People nowadays are paranoid when it comes their health. Everything from GMO products, cancer agents, conventionally-produced-and-pesticide-bathe crops, electromagnetic radiation, UV radiation to soy products and pastries are bad. Hell, eating anything today or just enjoying the outdoors is bad!
What you have to remember is that every day we are exposed to thousands of substances that are bad for our health and to try to avoid those substances is futile. The body is actually fairly equipped to take on these substances (we did not become one of the most successful species to evolve on earth for nothing). If you really want to stay healthy, then make your body and your immune system stronger by exercising and eating healthily so your body is at its prime to take on the “bad world” that we live in.

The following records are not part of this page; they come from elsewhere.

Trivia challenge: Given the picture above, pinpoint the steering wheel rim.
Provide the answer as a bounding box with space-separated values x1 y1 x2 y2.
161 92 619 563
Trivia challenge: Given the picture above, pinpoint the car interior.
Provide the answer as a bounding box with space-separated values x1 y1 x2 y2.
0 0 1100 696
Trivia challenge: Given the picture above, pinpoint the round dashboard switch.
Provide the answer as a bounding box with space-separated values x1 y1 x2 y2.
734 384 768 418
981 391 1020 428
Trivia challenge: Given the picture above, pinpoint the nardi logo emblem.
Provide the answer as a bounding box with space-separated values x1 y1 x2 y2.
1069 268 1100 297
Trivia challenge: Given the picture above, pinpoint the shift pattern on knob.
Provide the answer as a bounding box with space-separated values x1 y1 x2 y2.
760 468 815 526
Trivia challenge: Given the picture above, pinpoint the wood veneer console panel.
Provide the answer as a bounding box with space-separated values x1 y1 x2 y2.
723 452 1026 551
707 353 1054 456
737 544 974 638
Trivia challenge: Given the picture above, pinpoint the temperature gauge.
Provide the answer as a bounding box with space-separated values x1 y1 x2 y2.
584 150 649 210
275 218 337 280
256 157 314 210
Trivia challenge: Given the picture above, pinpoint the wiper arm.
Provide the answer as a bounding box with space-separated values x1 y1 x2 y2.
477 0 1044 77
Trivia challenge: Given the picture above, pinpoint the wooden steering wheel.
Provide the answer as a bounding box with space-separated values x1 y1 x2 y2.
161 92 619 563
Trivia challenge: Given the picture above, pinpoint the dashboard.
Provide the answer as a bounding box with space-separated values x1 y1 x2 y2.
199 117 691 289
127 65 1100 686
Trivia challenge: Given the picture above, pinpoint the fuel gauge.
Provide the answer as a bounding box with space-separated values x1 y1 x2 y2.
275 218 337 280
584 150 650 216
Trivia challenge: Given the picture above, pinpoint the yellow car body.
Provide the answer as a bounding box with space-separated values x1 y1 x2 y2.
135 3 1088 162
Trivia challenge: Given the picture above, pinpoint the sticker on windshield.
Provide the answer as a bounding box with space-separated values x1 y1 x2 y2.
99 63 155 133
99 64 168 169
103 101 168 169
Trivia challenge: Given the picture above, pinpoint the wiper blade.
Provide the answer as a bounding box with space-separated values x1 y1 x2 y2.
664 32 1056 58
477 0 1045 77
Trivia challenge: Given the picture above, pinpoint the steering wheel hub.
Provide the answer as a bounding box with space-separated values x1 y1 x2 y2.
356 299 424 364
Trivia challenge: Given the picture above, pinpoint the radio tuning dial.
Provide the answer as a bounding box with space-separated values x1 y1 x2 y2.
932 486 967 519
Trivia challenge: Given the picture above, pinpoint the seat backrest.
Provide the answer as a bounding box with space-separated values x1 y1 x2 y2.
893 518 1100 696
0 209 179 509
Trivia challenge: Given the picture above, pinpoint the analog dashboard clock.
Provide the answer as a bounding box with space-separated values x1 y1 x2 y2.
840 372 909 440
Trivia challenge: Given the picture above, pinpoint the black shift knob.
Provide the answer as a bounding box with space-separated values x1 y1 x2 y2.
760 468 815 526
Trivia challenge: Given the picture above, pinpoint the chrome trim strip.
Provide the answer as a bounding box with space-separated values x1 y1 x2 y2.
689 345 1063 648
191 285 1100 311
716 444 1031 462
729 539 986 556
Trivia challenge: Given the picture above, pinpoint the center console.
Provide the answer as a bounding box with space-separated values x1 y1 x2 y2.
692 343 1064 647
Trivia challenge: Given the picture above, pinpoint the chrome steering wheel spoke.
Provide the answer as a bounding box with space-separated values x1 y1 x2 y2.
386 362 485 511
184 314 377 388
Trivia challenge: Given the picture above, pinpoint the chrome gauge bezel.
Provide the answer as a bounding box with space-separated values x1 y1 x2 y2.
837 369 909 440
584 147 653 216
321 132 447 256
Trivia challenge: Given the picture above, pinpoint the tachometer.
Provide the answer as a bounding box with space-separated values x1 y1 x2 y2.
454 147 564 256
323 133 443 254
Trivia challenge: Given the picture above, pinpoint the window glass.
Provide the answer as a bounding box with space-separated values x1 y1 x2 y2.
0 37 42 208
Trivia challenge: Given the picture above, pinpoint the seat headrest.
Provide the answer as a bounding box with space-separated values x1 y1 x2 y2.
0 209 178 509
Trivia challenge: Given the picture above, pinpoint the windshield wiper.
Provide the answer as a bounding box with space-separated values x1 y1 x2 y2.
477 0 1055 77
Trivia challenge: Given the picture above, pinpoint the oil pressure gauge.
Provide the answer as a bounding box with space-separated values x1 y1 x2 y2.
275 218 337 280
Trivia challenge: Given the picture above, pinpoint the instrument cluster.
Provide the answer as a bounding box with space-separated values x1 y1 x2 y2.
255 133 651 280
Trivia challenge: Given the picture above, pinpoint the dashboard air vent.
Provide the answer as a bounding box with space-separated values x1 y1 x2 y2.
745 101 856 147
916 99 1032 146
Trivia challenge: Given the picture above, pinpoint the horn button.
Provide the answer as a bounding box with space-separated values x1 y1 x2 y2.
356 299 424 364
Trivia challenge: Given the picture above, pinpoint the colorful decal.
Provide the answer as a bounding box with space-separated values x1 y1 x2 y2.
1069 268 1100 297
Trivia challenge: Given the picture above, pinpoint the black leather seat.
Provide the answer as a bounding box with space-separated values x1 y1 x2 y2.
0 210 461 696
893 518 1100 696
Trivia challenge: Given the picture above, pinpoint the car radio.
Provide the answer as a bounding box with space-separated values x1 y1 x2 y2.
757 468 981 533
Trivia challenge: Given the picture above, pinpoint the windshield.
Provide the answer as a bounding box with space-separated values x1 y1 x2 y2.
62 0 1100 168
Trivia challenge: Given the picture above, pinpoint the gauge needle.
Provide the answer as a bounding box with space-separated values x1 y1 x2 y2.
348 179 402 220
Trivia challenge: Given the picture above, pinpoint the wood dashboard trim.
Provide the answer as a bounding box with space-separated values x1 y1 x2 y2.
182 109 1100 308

This puts us at the issue of using storage containers for a variety of purposes and the health concerns associated to their use. If you want to know more then visit www.moveablecontainer.com. The following are some health concerns raised by some people in response to the widespread container building revolution:
This process requires bombarding the wooden flooring and wooden crates inside storage containers with potent chemicals that act as pesticides and fungicides to ensure that only the cargo are unloaded into the destination without the risk of spreading pests and diseases. Health concerns regarding these substances are becoming a major issue especially for those who are planning to call a storage container home. Now let us get two facts straight:
•Not all containers are treated with chemicals
Only around 15% of containers contain dangerous levels of chemicals for humans and of that, only 0.5% presents immediate risks to personnel who will directly handle cargo. It is worthy to note that for people to develop diseases, chronic and frequent exposure to the chemicals must happen first. Now, numbers and percentages do not matter if you are unfortunate enough to buy or rent a storage container from that 15%. What will you do now?

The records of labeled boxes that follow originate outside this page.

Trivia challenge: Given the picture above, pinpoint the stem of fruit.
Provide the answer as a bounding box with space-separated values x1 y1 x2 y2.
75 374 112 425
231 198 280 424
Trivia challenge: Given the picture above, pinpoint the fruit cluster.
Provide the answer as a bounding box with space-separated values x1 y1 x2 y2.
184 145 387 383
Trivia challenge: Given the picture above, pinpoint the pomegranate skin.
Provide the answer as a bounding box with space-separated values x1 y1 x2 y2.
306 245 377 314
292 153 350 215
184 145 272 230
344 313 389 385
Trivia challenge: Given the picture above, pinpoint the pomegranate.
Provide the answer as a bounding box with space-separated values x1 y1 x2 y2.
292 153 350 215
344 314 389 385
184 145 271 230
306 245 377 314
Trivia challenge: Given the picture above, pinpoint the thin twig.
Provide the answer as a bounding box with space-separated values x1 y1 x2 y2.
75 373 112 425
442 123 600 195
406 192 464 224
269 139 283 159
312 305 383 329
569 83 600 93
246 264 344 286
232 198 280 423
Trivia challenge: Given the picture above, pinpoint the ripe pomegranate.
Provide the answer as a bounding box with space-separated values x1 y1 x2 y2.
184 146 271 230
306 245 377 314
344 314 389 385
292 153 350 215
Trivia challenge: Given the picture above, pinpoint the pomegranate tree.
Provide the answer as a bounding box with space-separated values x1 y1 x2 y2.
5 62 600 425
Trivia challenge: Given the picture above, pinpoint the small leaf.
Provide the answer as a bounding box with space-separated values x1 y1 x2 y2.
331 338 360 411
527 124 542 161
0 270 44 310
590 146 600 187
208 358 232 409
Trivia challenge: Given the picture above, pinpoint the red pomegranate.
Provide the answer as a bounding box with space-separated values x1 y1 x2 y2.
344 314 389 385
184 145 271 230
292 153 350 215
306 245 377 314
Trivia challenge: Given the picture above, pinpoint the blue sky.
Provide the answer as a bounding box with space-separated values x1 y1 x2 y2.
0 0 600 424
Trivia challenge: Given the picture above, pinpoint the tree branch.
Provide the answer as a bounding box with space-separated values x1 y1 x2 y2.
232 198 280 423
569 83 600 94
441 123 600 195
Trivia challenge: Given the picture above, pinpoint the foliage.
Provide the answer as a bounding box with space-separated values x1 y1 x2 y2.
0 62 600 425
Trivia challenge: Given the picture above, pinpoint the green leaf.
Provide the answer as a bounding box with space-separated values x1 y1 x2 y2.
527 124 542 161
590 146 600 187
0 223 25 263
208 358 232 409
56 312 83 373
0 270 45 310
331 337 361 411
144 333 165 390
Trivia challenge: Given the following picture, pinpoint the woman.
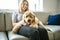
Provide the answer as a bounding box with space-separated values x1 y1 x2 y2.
12 0 48 40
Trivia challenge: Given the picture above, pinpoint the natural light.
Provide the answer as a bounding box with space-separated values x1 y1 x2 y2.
0 0 43 11
0 0 18 10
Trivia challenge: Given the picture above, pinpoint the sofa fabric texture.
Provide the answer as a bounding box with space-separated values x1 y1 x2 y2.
0 12 60 40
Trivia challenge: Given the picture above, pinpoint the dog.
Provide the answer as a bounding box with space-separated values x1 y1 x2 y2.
12 11 44 33
22 11 38 28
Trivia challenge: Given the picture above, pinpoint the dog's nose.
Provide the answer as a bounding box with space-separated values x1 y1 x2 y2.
28 19 31 22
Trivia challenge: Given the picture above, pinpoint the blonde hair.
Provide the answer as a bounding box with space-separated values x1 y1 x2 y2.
18 0 29 13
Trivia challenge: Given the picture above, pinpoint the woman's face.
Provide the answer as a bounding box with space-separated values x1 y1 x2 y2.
21 1 28 11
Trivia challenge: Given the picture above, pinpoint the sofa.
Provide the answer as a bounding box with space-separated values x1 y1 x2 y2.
0 11 60 40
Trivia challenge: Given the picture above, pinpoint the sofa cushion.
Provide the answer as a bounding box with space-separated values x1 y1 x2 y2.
4 12 12 31
0 32 8 40
8 31 28 40
48 14 60 25
0 12 5 31
45 25 60 40
34 12 52 24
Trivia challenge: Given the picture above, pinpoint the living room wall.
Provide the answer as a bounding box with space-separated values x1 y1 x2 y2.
43 0 57 12
57 0 60 13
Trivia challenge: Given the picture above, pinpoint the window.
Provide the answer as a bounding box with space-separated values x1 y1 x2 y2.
0 0 43 12
0 0 18 10
28 0 43 12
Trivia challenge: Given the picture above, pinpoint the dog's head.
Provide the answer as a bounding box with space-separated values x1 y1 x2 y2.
23 11 35 24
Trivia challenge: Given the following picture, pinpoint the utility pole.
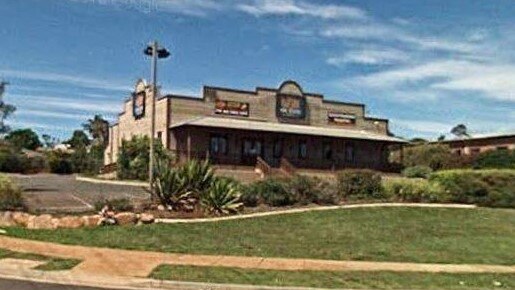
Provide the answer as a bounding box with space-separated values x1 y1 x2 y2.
144 41 170 198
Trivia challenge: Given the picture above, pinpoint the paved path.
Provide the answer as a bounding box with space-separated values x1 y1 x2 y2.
10 174 148 212
0 237 515 277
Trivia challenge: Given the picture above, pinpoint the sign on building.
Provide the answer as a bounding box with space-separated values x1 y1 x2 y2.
215 100 249 117
277 95 306 119
327 112 356 125
132 91 146 119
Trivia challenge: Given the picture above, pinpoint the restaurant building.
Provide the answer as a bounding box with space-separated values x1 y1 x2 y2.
105 80 404 170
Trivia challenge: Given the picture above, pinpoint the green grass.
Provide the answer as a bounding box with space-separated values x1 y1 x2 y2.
4 207 515 265
150 265 515 290
0 249 81 271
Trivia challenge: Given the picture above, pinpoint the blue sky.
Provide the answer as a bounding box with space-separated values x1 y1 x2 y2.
0 0 515 139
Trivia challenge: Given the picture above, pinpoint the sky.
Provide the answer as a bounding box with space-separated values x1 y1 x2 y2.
0 0 515 139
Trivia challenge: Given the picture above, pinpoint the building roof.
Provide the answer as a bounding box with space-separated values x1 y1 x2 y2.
170 117 406 143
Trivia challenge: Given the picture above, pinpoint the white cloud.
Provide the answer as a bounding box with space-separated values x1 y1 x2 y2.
9 94 122 114
327 48 409 66
236 0 367 20
71 0 224 16
346 60 515 101
0 70 131 92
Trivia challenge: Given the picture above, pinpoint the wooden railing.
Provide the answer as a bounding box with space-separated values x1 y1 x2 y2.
279 157 297 177
256 156 272 178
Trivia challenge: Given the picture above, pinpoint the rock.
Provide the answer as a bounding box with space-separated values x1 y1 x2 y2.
0 211 16 227
114 212 137 225
27 214 57 229
139 213 155 224
82 215 102 227
57 216 84 229
12 211 34 227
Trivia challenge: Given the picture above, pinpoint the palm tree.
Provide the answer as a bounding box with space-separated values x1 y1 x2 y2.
82 114 109 146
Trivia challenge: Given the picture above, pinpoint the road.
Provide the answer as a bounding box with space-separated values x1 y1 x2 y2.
0 279 135 290
10 174 148 212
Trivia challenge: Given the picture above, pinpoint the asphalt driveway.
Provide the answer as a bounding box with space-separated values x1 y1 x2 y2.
11 174 148 212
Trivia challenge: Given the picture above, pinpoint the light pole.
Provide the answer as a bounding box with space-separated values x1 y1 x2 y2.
144 41 170 198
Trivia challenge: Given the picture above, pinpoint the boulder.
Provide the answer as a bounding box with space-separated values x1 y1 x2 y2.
82 215 102 227
27 214 57 229
0 211 16 227
57 216 84 229
139 213 155 224
12 211 34 227
114 212 137 225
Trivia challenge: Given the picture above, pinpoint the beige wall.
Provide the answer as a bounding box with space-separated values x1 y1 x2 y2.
105 82 394 164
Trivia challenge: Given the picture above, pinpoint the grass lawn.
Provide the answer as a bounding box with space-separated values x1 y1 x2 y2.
0 249 81 271
8 207 515 265
150 265 515 289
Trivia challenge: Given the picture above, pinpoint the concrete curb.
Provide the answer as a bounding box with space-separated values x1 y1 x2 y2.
75 175 148 187
155 203 477 224
0 268 332 290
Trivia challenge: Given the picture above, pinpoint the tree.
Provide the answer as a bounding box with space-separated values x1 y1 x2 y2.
65 130 90 149
82 115 109 147
0 81 16 134
5 129 42 150
41 134 59 148
451 124 470 138
410 137 427 143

•Containers with dangerous chemicals can be treated to remove dangerous chemicals
Treatments to decontaminate storage containers exist, though these will cost some money. However, the overall cost of building, for example, a house or office using a container will still be cheaper than building a conventional house. Some use epoxy coating to cover decontaminated surfaces for extra “security” against toxic fumes.
Harmful chemicals from cargo
Benzene and Toluene from adhesives used in the cargo and other chemical emissions from freshly-produced factory goods can build up inside storage containers. The health risks associated from these chemicals are less than fumigants but nevertheless, still significant. This is remedied by simply facilitating ventilation to remove or reduce the chemical hazards.
Paints used to protect the container
To make storage containers resistant enough to survive sea transport, it is best to use paints that are lead-based or have chromate and phosphorus. To eliminate the health hazards these paints produce, removal is recommended. Some removal methods range from sanding (hand or powered), wire brushing to heat stripping. It is important to wear the necessary gear and observe the safety precautions when removing the paint. Some people even measure the lead levels before they paint it again with the desired hazard-free paint.
Electro-magnetic fields (EMF)
The theory behind this is that because you are enclosed in a metal box, EMFs will be propagated more and thus may cause harm for you. The truth is, we are exposed everyday to low-levels of electro-magnetic fields (any electronic device generates low-level EMFs) so this is not new. Although exposure to high-levels of electromagnetic field can have adverse effects, there is currently no evidence to suggest that low-level EMFs can affect health.